Not for a moment did the Manchu leaders hesitate to avail themselves of the promising offer. The man who for years had stood resolutely in the way of their invasion of China was now voluntarily stepping from their path, and even offering them his aid to accomplish their cherished project. The powerful fortresses which had defied their strength, the Great Wall which in Wou's hands might have checked their progress, had suddenly ceased to be obstacles to their advance, and throughout the camps and towns of the Tartars an enthusiastic response was made to the inspiriting cry of "On to Peking!"

Wou Sankwei did not wait for their coming. Li had sent a strong force to meet him, with instructions either to negotiate or to fight. Wou chose the latter, and delivered battle with such energy and success that more than twenty thousand of the opposing force were laid in death upon the field, no quarter being given to the flying host. News of this perilous reverse roused Li to vigorous action. Knowing nothing of the approach of a Tartar army, he imagined that he had only Wou with whom to deal, and marched against him in person with sixty thousand men, the pick of his victorious army.
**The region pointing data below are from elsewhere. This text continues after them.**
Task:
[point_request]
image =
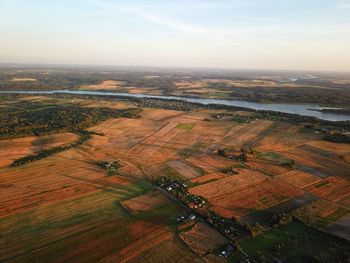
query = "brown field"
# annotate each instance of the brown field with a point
(242, 134)
(299, 179)
(183, 169)
(65, 208)
(257, 196)
(145, 202)
(333, 188)
(317, 209)
(317, 161)
(208, 177)
(210, 164)
(110, 85)
(285, 137)
(159, 246)
(23, 79)
(202, 238)
(13, 149)
(228, 184)
(266, 167)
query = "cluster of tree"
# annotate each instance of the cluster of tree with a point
(38, 120)
(110, 167)
(233, 228)
(227, 153)
(278, 220)
(83, 136)
(337, 137)
(167, 104)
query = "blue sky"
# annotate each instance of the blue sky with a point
(263, 34)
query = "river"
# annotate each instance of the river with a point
(294, 108)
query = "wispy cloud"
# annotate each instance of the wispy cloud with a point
(228, 36)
This large force, perhaps three times the number that the loyal leader could put in the field, reached Wou's station on the river Lanho before the vanguard of the Manchus had appeared. It was obviously Wou's policy to defer the action, but Li gave him no opportunity, making at once an impetuous attack, his line being formed in the shape of a crescent, with the design of overlapping the flanks of the foe. Skilled and experienced as Wou was, the smallness of his force made him unable to avoid this movement of his enemy, who, from a hill where he had taken his station to overlook the battle, had the satisfaction of seeing the opposing army completely surrounded by his numerous battalions. Wou and his men fought with desperate courage, but it was evident that they could not long hold out against such odds. Fortunately for them, at this critical moment a strong Manchu corps reached the field, and at once made a furious charge upon the nearly victorious troops. This diversion caused a complete change in the situation. Li's troops, filled with terror at the vigorous and unexpected assault, broke and fled, pursued by their foes with such bloodthirsty fury that thirty thousand of them were slain. Li escaped with a few hundred horsemen from the disastrous field which was to prove the turning-point in his career.
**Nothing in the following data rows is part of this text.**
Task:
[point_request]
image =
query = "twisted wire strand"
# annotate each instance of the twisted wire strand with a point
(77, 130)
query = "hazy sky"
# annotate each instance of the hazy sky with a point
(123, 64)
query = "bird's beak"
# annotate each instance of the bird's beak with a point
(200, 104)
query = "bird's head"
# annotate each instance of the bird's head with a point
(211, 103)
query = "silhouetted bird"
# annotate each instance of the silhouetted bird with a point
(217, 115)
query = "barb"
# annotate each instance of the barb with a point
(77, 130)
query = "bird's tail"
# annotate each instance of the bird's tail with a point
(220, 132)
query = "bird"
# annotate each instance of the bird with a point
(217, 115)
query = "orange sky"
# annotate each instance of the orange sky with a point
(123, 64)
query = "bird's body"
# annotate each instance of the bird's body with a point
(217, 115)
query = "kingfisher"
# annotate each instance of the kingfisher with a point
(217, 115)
The delayed Manchus soon after appeared in numbers, and Wou lost no time in following up his signal success. Peking was quickly reached, and there, on the eastern ramparts, the victor was greeted with the spectacle of his father's head on the wall, Li having thus wreaked what vengeance he could upon his foe. It was an unwise act of ferocity, since it rendered impossible any future reconciliation with his opponent.

Li made no effort to defend the city, but fled precipitately with all the plunder he could convey. Wou, marching round its walls, pressed hard upon his track, attacking his rear-guard in charge of the bulky baggage-train, and defeating it with the slaughter of ten thousand troops. Li continued to retreat, collecting the garrisons he had left in various cities as he fled, until, feeling strong enough to hazard another battle, he took his stand near the city of Chingtung. Wou did not hesitate to attack. Eighty thousand Manchus had joined him, and abundant Chinese levies had raised his forces to two hundred thousand men. The battle was fierce and obstinate, Li fighting with his old skill and courage, and night closed without giving either party the victory. But under cover of the darkness the rebel leader, having lost forty thousand men, including some of his ablest officers, deemed it necessary to resume his retreat.
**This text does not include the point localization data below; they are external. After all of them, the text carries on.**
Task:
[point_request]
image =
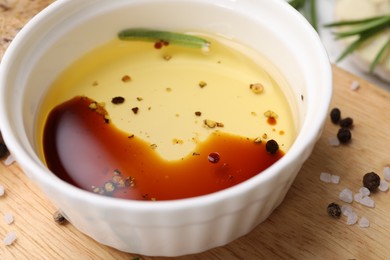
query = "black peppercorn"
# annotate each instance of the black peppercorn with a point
(3, 150)
(272, 146)
(346, 122)
(344, 135)
(59, 218)
(117, 100)
(371, 181)
(334, 210)
(335, 115)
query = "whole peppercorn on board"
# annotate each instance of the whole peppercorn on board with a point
(300, 228)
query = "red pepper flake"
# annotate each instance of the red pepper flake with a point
(272, 146)
(158, 45)
(135, 110)
(167, 57)
(214, 157)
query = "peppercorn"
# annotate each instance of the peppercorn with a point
(334, 210)
(335, 115)
(58, 217)
(346, 122)
(3, 150)
(371, 181)
(272, 146)
(117, 100)
(344, 135)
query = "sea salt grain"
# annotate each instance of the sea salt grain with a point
(8, 218)
(386, 173)
(364, 191)
(358, 197)
(346, 195)
(363, 222)
(346, 210)
(383, 186)
(352, 218)
(334, 141)
(335, 179)
(9, 239)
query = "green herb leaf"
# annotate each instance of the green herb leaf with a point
(365, 29)
(171, 37)
(375, 24)
(353, 22)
The remainder of Li's career may be briefly told. Wou followed him with unyielding persistency, fighting at every opportunity and being always the victor in these encounters. This rapid flight, these repeated defeats, at length so discouraged the rebel troops that on Li's making a final stand they refused to fight, and insisted on coming to terms with their pursuer. Finding that all was at an end, Li fled to the neighboring mountain region with a small body of men, and there returned to the robber state from which he had emerged. But his foe was implacable; pursuit was kept up, his band lost heavily in various encounters, and at length, while on a foraging trip in search of food, he was surprised in a village by a superior force. A sharp combat followed, in which Li was the first to fall, and his head was carried in triumph to the nearest mandarin.

Thus ended the career of a remarkable man. Whatever the Chinese thought of the Manchus, they could not but detest the cruel bandit whom they supplanted, and who, but for their aid and the courage of a single opponent, would have placed himself upon the throne of China.

Wou Sankwei, having rid himself of his great enemy, now became anxious for the departure of his allies. But he soon found that they had no intention of leaving Peking, of which they were then in full control. At their head was Taitsong's young son, still a child, yet already giving evidence of much sagacity. His uncle, Prince Dorgan or Ama Wang (Father Prince), as his nephew called him; was made regent, and hastened to proclaim the youth emperor of China, under the name of Chuntche. Every effort was made to obtain the support of Wou Sankwei: honors and titles were conferred upon him, and the new government showed such moderation and sound judgment in dealing with the people as to win him to its support,—especially as no Chinese candidate for the throne appeared whose ability promised to equal that of the young Manchu prince.

The Manchus, indeed, were far from being rulers of the kingdom as yet. They held only a few provinces of the north, and a prince of the late native dynasty had been set up in the south, with his capital at Nanking. Had he been a capable ruler, with qualities suited to call Wou Sankwei to his support and enlist the energies of the people, the tide of Manchu conquest would very probably have been stayed. But he proved worthless, and Nanking was soon in the hands of his foes, its officials being spared, but required to shave their heads,—the shaved head and the pigtail of the modern Chinaman being the badge of submission to Tartar supremacy.

A succession of new emperors was set up, but all met the same fate, and in the end the millions of China fell under the Manchu yoke, and the ancient empire was once more subjected to Tartar rule. The emperor Chuntche died young, and his son, Kanghi, came to the throne when but nine years of age. He was destined to reign for more than sixty years and to prove himself one of the best and greatest of the emperors of China.

We cannot close without a mention of the final events in the career of Wou Sankwei, to whom China owed her Manchu dynasty. Thirty years after he had invited the Manchus into the country, and while he was lord of a large principality in the south, he was invited by the emperor to visit Peking, an invitation which he declined on the plea of old age, though really because he feared that Tartar jealousy of his position and influence lay behind it.

Envoys were sent to him, whom be treated with princely courtesy, though he still declined to visit the court, and plainly stated his reasons. The persistence of the emperor at length drove him into rebellion, in which he was joined by others of the Chinese leaders, and for a time the unwisdom of Kanghi in not letting well enough alone threatened his throne with disaster. One by one, however, Wou's allies were put down, until he was left alone to keep up the war. The Manchus hesitated, however, to attack him, knowing well his great military skill. But disunion in his ranks did what the Tartar sword could not effect. Many of his adherents deserted him, and the Chinese warrior who had never known defeat was brought to the brink of irretrievable disaster. From this dilemma death extricated him, he passing away at the head of his men without the stigma of defeat on his long career of victory. In the end his body was taken from the tomb and his ashes were scattered through the eighteen provinces of China, to testify that no trace remained of the man whom alone the Manchus had wooed and feared.